The part of the output show below:

(RolloutWorker pid=31114) 2022-07-22 17:16:51,659       ERROR worker.py:451 -- Exception raised in creation task: The actor died because of an error raised in its creation task, ray::RolloutWorker.__init__() (pid=31114, ip=223.193.8.206, repr=<ray.rllib.evaluation.rollout_worker.RolloutWorker object at 0x7fbf4e0318d0>)

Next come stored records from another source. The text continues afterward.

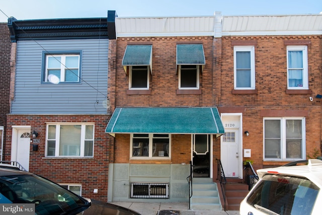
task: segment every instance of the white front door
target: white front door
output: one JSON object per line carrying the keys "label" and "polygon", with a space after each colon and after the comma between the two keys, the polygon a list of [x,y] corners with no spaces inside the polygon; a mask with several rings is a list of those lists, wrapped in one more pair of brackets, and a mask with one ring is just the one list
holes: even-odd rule
{"label": "white front door", "polygon": [[238,129],[225,128],[222,136],[220,160],[225,176],[238,177]]}
{"label": "white front door", "polygon": [[12,158],[12,161],[18,162],[27,171],[29,171],[30,153],[30,131],[18,130],[16,157]]}

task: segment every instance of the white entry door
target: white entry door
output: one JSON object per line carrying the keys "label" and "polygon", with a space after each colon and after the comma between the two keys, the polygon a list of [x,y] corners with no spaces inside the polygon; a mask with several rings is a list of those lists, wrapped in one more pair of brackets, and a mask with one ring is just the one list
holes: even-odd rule
{"label": "white entry door", "polygon": [[225,129],[222,136],[220,160],[226,177],[238,177],[238,130]]}
{"label": "white entry door", "polygon": [[17,161],[27,171],[29,170],[30,153],[30,132],[25,130],[18,130],[16,157],[13,161]]}

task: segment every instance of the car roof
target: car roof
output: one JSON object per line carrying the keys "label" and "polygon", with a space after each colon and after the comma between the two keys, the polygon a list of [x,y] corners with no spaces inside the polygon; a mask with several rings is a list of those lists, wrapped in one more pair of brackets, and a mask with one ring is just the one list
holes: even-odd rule
{"label": "car roof", "polygon": [[6,168],[0,168],[0,177],[9,175],[34,175],[29,172]]}
{"label": "car roof", "polygon": [[322,161],[318,159],[309,159],[306,165],[262,169],[257,171],[260,179],[267,174],[301,177],[322,187]]}

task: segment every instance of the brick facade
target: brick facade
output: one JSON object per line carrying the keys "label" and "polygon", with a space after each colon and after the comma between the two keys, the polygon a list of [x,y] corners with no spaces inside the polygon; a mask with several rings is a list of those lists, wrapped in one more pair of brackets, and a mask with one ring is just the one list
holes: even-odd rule
{"label": "brick facade", "polygon": [[[96,115],[17,115],[8,117],[7,142],[11,142],[12,126],[31,126],[38,133],[37,151],[30,146],[29,171],[58,184],[81,184],[82,196],[107,201],[109,163],[109,135],[105,132],[108,116]],[[46,124],[48,122],[95,123],[94,157],[48,158],[45,157]],[[32,139],[32,138],[31,138]],[[11,148],[6,149],[6,160],[11,160]],[[98,189],[98,193],[93,190]]]}
{"label": "brick facade", "polygon": [[[254,163],[262,168],[285,162],[263,162],[263,122],[265,116],[304,116],[306,155],[320,150],[322,47],[321,36],[223,37],[221,77],[219,105],[221,111],[239,108],[243,111],[244,130],[250,136],[243,139],[243,148],[251,149]],[[256,42],[255,94],[233,93],[233,44]],[[307,43],[309,90],[287,91],[286,44]],[[292,42],[291,42],[292,43]],[[294,93],[294,94],[293,94]],[[309,97],[313,98],[310,101]],[[229,112],[229,111],[228,111]],[[231,111],[233,112],[234,111]],[[287,162],[286,162],[287,163]]]}
{"label": "brick facade", "polygon": [[[7,23],[0,23],[0,126],[4,126],[4,137],[6,136],[7,114],[10,112],[10,34]],[[3,139],[6,147],[5,138]],[[3,140],[0,136],[0,140]],[[0,141],[1,144],[1,141]],[[0,158],[0,160],[3,158]]]}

(RolloutWorker pid=31114)   File "/home/xxx/anaconda3/envs/PettingZoo/lib/python3.7/site-packages/ray/rllib/evaluation/rollout_worker.py", line 634, in __init__
(RolloutWorker pid=31114)     seed=seed,
(RolloutWorker pid=31114)   File "/home/xxx/anaconda3/envs/PettingZoo/lib/python3.7/site-packages/ray/rllib/evaluation/rollout_worker.py", line 1789, in _build_policy_map
(RolloutWorker pid=31114)     name, orig_cls, obs_space, act_space, conf, merged_conf
(RolloutWorker pid=31114)   File "/home/xxx/anaconda3/envs/PettingZoo/lib/python3.7/site-packages/ray/rllib/policy/policy_map.py", line 152, in create_policy
(RolloutWorker pid=31114)     self[policy_id] = class_(observation_space, action_space, merged_config)
(RolloutWorker pid=31114)   File "/home/xxx/anaconda3/envs/PettingZoo/lib/python3.7/site-packages/ray/rllib/agents/ppo/ppo_torch_policy.py", line 59, in __init__
(RolloutWorker pid=31114)     self._initialize_loss_from_dummy_batch()

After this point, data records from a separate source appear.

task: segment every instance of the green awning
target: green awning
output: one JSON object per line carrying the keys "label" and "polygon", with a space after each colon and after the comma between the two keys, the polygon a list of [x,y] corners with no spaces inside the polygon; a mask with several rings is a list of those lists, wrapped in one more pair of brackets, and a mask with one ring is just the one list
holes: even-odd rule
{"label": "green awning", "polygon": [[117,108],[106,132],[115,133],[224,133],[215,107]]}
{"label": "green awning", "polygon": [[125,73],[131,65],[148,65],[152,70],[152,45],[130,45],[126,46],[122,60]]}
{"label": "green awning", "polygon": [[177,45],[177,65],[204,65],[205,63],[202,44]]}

(RolloutWorker pid=31114)   File "/home/xxx/anaconda3/envs/PettingZoo/lib/python3.7/site-packages/ray/rllib/policy/policy.py", line 905, in _initialize_loss_from_dummy_batch
(RolloutWorker pid=31114)     self._dummy_batch, explore=False
(RolloutWorker pid=31114)   File "/home/xxx/anaconda3/envs/PettingZoo/lib/python3.7/site-packages/ray/rllib/policy/torch_policy.py", line 336, in compute_actions_from_input_dict
(RolloutWorker pid=31114)     input_dict, state_batches, seq_lens, explore, timestep
(RolloutWorker pid=31114)   File "/home/xxx/anaconda3/envs/PettingZoo/lib/python3.7/site-packages/ray/rllib/utils/threading.py", line 21, in wrapper
(RolloutWorker pid=31114)     return func(self, *a, **k)

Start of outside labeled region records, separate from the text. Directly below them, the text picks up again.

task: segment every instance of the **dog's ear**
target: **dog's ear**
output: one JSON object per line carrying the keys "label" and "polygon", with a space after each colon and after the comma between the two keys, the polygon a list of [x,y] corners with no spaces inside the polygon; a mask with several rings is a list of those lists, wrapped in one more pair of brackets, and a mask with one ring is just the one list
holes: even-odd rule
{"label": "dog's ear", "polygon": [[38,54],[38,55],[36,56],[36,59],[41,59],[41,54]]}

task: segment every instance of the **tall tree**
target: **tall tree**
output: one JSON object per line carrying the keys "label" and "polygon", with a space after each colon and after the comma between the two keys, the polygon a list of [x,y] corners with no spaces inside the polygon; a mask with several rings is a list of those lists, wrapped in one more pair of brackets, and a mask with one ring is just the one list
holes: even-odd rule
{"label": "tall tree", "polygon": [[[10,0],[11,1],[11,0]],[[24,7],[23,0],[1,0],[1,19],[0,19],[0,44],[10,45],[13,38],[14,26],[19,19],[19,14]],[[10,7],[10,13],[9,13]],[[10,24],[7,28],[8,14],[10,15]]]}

(RolloutWorker pid=31114)   File "/home/xxx/anaconda3/envs/PettingZoo/lib/python3.7/site-packages/ray/rllib/policy/torch_policy.py", line 997, in _compute_action_helper
(RolloutWorker pid=31114)     dist_inputs, state_out = self.model(input_dict, state_batches, seq_lens)
(RolloutWorker pid=31114)   File "/home/xxx/anaconda3/envs/PettingZoo/lib/python3.7/site-packages/ray/rllib/models/modelv2.py", line 259, in __call__
(RolloutWorker pid=31114)     res = self.forward(restored, state or [], seq_lens)
(RolloutWorker pid=31114)   File "rayc.py", line 31, in forward
(RolloutWorker pid=31114)     model_out = self.model(input_dict["obs"].permute(0, 3, 1, 2))
(RolloutWorker pid=31114)   File "/home/xxx/anaconda3/envs/PettingZoo/lib/python3.7/site-packages/torch/nn/modules/module.py", line 1102, in _call_impl
(RolloutWorker pid=31114)     return forward_call(*input, **kwargs)
(RolloutWorker pid=31114)   File "/home/xxx/anaconda3/envs/PettingZoo/lib/python3.7/site-packages/torch/nn/modules/container.py", line 141, in forward
(RolloutWorker pid=31114)     input = module(input)
(RolloutWorker pid=31114)   File "/home/xxx/anaconda3/envs/PettingZoo/lib/python3.7/site-packages/torch/nn/modules/module.py", line 1102, in _call_impl
(RolloutWorker pid=31114)     return forward_call(*input, **kwargs)
(RolloutWorker pid=31114)   File "/home/xxx/anaconda3/envs/PettingZoo/lib/python3.7/site-packages/torch/nn/modules/conv.py", line 446, in forward
(RolloutWorker pid=31114)     return self._conv_forward(input, self.weight, self.bias)
(RolloutWorker pid=31114)   File "/home/xxx/anaconda3/envs/PettingZoo/lib/python3.7/site-packages/torch/nn/modules/conv.py", line 443, in _conv_forward
(RolloutWorker pid=31114)     self.padding, self.dilation, self.groups)
(RolloutWorker pid=31114) RuntimeError: expected scalar type Byte but found Float
Traceback (most recent call last):
  File "rayc.py", line 121, in <module>
    "policy_mapping_fn": (lambda agent_id: policy_ids[0]),
  File "/home/xxx/anaconda3/envs/PettingZoo/lib/python3.7/site-packages/ray/tune/tune.py", line 741, in run
    raise TuneError("Trials did not complete", incomplete_trials)
ray.tune.error.TuneError: ('Trials did not complete', [PPO_pistonball_v6_01662_00000])

How can I fix it or get an executable demo?